וּבְדֶ֣רֶךְ חַ֭טָּאִים לֹ֥א עָמָ֑ד
“…and in the way of sinners [he] does not stand”
As we enter the next phrase of v. 1, we begin to see a pattern in the Hebrew text. The person who is blessed by God is the one who (a) avoids a fealty-motivated, loving (i.e. loyal) action within (b) a context antithetical to or set against the One True God. For example, in 1:1a the heart-motivated action is “walking,” used metaphorically for living (as in a total way of life), and the antithetical context in which this blessed walker is to avoid is walking “in the counsel/advice/way-of-thinking of the wicked.” Now in 1:1b, the action is “standing” and the antithetical context is “in the way of sinners.” Let’s unpack this latter action and context.

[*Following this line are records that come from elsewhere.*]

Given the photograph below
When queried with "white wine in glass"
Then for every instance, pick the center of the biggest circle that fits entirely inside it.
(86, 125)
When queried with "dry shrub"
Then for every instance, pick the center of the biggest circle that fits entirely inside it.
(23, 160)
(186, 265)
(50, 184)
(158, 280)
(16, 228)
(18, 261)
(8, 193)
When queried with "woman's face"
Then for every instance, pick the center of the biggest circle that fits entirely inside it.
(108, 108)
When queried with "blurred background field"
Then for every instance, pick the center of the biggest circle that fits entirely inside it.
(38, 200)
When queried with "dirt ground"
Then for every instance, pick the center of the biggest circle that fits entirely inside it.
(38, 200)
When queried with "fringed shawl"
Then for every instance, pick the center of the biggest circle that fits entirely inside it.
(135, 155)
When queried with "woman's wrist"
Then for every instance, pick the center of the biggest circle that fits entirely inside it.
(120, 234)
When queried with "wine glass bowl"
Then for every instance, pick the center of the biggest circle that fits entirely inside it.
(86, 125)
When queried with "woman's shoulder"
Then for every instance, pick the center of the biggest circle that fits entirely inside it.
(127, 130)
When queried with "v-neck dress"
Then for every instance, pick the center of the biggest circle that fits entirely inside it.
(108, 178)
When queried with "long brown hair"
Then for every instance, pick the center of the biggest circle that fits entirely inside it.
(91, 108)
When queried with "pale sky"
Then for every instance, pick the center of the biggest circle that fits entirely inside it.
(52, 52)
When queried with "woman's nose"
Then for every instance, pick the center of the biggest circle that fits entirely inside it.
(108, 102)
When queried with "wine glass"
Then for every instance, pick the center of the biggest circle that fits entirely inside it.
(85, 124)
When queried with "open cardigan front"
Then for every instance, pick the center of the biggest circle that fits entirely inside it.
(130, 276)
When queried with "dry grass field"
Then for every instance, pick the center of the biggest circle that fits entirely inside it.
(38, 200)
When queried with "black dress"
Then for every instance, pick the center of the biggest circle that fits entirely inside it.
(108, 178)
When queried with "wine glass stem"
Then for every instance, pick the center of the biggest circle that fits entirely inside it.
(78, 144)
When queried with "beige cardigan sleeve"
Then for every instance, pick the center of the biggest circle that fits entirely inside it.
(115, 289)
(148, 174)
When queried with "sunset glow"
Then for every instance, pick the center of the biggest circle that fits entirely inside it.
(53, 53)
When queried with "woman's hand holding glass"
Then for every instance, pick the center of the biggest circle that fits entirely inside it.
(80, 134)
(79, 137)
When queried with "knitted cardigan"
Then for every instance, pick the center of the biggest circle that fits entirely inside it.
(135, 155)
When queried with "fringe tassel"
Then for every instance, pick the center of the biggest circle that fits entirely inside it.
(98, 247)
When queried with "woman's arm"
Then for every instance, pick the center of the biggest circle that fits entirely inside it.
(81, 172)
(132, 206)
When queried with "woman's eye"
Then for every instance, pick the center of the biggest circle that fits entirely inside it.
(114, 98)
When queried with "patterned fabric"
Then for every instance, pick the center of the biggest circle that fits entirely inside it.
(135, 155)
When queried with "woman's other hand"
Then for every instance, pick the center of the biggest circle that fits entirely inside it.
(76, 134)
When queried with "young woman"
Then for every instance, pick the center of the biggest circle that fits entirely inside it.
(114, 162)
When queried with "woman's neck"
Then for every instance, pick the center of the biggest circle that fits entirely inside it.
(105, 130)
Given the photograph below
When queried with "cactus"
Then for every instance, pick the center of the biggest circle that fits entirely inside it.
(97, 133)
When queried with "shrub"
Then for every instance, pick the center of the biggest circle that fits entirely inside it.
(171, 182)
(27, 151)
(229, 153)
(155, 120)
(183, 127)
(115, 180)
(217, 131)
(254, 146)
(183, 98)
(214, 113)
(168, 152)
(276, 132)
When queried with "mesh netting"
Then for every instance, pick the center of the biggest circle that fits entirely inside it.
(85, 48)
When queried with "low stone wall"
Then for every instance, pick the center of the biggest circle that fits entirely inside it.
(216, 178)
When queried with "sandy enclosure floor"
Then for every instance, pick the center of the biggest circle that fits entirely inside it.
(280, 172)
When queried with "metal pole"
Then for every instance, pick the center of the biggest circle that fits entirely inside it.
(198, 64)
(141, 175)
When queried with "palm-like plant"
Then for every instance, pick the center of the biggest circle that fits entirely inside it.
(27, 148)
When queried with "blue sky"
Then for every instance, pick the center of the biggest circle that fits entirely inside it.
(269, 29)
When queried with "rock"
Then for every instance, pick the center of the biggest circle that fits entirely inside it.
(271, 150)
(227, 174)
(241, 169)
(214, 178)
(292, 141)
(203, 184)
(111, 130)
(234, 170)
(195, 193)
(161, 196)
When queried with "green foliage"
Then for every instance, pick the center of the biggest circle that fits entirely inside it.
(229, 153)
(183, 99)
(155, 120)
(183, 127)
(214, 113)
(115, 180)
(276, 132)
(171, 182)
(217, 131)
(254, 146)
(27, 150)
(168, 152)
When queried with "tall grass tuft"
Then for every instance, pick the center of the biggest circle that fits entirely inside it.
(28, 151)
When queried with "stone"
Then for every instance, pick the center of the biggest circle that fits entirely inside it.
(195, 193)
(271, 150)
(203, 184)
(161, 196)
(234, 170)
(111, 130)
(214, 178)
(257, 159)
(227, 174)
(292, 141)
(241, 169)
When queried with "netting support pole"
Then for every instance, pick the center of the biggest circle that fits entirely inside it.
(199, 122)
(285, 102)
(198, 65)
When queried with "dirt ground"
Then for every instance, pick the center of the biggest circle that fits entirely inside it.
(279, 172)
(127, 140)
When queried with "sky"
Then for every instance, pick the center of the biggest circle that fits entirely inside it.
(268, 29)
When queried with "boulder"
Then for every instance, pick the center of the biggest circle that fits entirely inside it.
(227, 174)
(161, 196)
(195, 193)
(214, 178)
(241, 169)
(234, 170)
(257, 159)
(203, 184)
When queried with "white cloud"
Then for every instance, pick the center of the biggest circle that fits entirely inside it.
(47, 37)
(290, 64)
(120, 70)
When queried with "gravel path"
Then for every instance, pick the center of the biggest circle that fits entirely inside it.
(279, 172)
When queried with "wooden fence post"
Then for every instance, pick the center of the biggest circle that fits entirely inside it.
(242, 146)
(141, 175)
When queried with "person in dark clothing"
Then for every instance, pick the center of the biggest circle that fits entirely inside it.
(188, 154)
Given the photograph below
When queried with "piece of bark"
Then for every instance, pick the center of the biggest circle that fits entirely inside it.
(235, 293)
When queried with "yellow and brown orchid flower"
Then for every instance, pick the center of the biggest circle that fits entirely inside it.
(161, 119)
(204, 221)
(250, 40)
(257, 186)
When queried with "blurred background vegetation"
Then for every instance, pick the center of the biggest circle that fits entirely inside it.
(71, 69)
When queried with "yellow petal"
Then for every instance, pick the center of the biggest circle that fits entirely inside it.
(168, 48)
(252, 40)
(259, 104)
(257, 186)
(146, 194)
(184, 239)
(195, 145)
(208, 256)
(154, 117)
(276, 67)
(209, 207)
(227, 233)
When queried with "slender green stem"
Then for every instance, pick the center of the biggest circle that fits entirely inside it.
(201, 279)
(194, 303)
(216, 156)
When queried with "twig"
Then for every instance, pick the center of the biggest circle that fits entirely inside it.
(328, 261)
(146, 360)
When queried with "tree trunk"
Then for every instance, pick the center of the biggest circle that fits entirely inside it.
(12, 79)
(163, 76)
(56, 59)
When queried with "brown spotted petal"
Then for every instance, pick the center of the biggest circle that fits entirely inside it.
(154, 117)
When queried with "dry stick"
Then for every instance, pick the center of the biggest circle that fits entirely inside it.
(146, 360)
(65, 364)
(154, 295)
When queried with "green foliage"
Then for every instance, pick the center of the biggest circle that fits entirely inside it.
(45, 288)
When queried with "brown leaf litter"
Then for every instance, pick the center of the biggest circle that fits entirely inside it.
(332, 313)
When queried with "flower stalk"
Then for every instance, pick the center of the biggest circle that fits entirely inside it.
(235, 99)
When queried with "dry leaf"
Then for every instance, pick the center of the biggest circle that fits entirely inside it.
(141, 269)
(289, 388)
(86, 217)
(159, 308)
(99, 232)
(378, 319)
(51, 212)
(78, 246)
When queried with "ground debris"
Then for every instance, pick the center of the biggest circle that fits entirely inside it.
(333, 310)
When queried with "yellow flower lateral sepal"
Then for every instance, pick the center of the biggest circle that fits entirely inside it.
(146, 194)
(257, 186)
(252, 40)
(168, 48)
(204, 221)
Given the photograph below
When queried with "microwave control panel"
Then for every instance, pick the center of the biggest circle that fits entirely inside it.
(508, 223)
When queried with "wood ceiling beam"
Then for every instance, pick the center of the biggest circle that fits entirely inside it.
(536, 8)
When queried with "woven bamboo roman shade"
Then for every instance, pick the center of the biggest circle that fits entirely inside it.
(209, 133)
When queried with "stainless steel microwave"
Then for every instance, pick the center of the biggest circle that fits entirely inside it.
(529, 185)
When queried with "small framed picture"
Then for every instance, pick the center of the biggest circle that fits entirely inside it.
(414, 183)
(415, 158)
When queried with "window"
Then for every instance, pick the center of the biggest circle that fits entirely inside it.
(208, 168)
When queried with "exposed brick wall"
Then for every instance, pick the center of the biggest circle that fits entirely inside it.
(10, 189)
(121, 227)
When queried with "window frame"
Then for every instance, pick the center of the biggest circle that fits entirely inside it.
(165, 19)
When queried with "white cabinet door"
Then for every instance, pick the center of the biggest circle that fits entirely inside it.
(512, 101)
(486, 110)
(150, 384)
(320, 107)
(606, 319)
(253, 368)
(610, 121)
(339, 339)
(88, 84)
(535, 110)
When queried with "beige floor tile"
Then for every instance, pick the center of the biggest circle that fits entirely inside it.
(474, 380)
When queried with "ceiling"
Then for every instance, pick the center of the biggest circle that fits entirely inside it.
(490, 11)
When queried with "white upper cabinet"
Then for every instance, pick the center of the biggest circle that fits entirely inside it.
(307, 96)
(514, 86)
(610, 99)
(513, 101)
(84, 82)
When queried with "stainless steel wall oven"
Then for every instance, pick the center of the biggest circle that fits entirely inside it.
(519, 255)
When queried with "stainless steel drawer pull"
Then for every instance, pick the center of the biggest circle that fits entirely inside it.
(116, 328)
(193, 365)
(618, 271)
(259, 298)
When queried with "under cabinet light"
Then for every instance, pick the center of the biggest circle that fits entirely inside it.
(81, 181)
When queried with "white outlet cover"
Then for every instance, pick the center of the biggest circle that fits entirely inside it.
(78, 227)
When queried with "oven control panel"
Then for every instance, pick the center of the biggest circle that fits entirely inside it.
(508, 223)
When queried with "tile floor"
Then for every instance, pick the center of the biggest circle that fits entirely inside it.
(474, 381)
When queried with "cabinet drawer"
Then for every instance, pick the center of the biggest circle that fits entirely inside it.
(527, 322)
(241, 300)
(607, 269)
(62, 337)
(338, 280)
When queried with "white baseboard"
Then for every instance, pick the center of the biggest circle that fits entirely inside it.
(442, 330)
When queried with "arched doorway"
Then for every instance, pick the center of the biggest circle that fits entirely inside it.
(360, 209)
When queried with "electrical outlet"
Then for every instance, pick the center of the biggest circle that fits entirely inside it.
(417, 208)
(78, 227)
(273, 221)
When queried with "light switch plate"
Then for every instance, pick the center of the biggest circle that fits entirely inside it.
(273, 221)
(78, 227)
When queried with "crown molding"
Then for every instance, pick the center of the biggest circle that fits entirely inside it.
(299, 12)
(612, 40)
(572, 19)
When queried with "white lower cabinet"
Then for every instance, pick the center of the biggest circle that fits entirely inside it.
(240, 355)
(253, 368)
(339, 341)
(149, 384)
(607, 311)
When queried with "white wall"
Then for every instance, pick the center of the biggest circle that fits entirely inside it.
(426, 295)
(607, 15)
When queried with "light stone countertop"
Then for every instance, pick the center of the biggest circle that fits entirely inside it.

“Not stand.” The verbal concept of “standing”dips deep into biblical imagery. Standing is not seen in the abstract, as if the physical action in and of itself is important. Rather, what is in view is the relational (covenantal) aspect of the standing. One of these powerful images is “standing before God” as in a mediatorial role. Many times the mediator must stand before God on behalf of the people, such as when Abraham, Moses, and Samuel “stood before God” (Gen. 18:22; Gen. 19:27; Deut. 4:10; Jer. 15:1).1
An important correlation is that not only did the mediator stand before God, but God’s people also stood before God via the representative head/mediator. As such it is important to pause and ponder before Whom humanity stands—the majestic Lord of Heaven and Earth:
As Joseph stood before Pharaoh (Gen 41:46), David before Saul (1Sam 16:21), Abishag and Bathsheba before David (1Kings 1:2, 28), and Nebuzaradan before Nebuchadnezzar (Jer 52:12); so the believer stands before Yahweh in a position of obedience, respect, and readiness to serve. Such a position is noble in proportion to the majesty of the one served. When a person stands before Yahweh for service, there is no higher honor to which he may aspire.2
Much more could be said about “standing.” (One interesting comparative usage of “stand” to note, for example, is Psalm 33:11. This verse uses both “stand” and “counsel,” the same two words we see in 1:1.) An important aspect to note for our reflection is that standing involves loyalty. You always stand before someone or something loyal to some foundation, whether it be yourself, a club or society, a religion—you’re feet are always planted somewhere. The man who would be blessed by God cannot plant his feet in the camp of the wicked; rather, the blessed man must plant his feet in the Lord’s camp.
“In the way of the wicked.” From the Fall (Gen. 3) onward, there have been two “ways”3 in which man can live: in obedience to God or in disobedience to God. At every point God’s people are faced with the fundamental choice: Do I believe God and follow His way of life in obedience, or do I disobey God and follow my own way.
The choices are mutually exclusive. Jesus boldly proclaimed: “I am the way,” precluding any other way to God4 In Acts believers’ identity itself is tied directly to being followers of “the Way.”5 The blessed man cannot follow the world’s wicked way of life since he is rather to be following God’s way. The cursed man is he who, having begun to listen to “the counsel of the wicked,” now is “forgetful of himself” and “grows hardened in wickedness”; It becomes easier and easier to sin and harder and harder to hear God’s counsel and to live in obedience to it.6
1 TWOT, I:673-5. Also see Psalm 106:23, in which Moses stands before God as the mediator; the same action is performed by Phinehas in Psalm 106:30.
2 TWOT, I:674.
3 “Way” is “the customary mode or manner of living.”
4 John 14:6
5 Acts 9:2; Acts 16:17; Acts 18:25f; Acts 19:9, 23; Acts 24:14, 22; Acts 25:3; Acts 26:13
6 Calvin points out the progression of sin: from listening to wicked counsel (walking with the wicked) to taking action upon that counsel (standing with the wicked) to scorning those who oppose the wicked (sitting in the seat of the wicked). John Calvin, commentary on Psalm 1.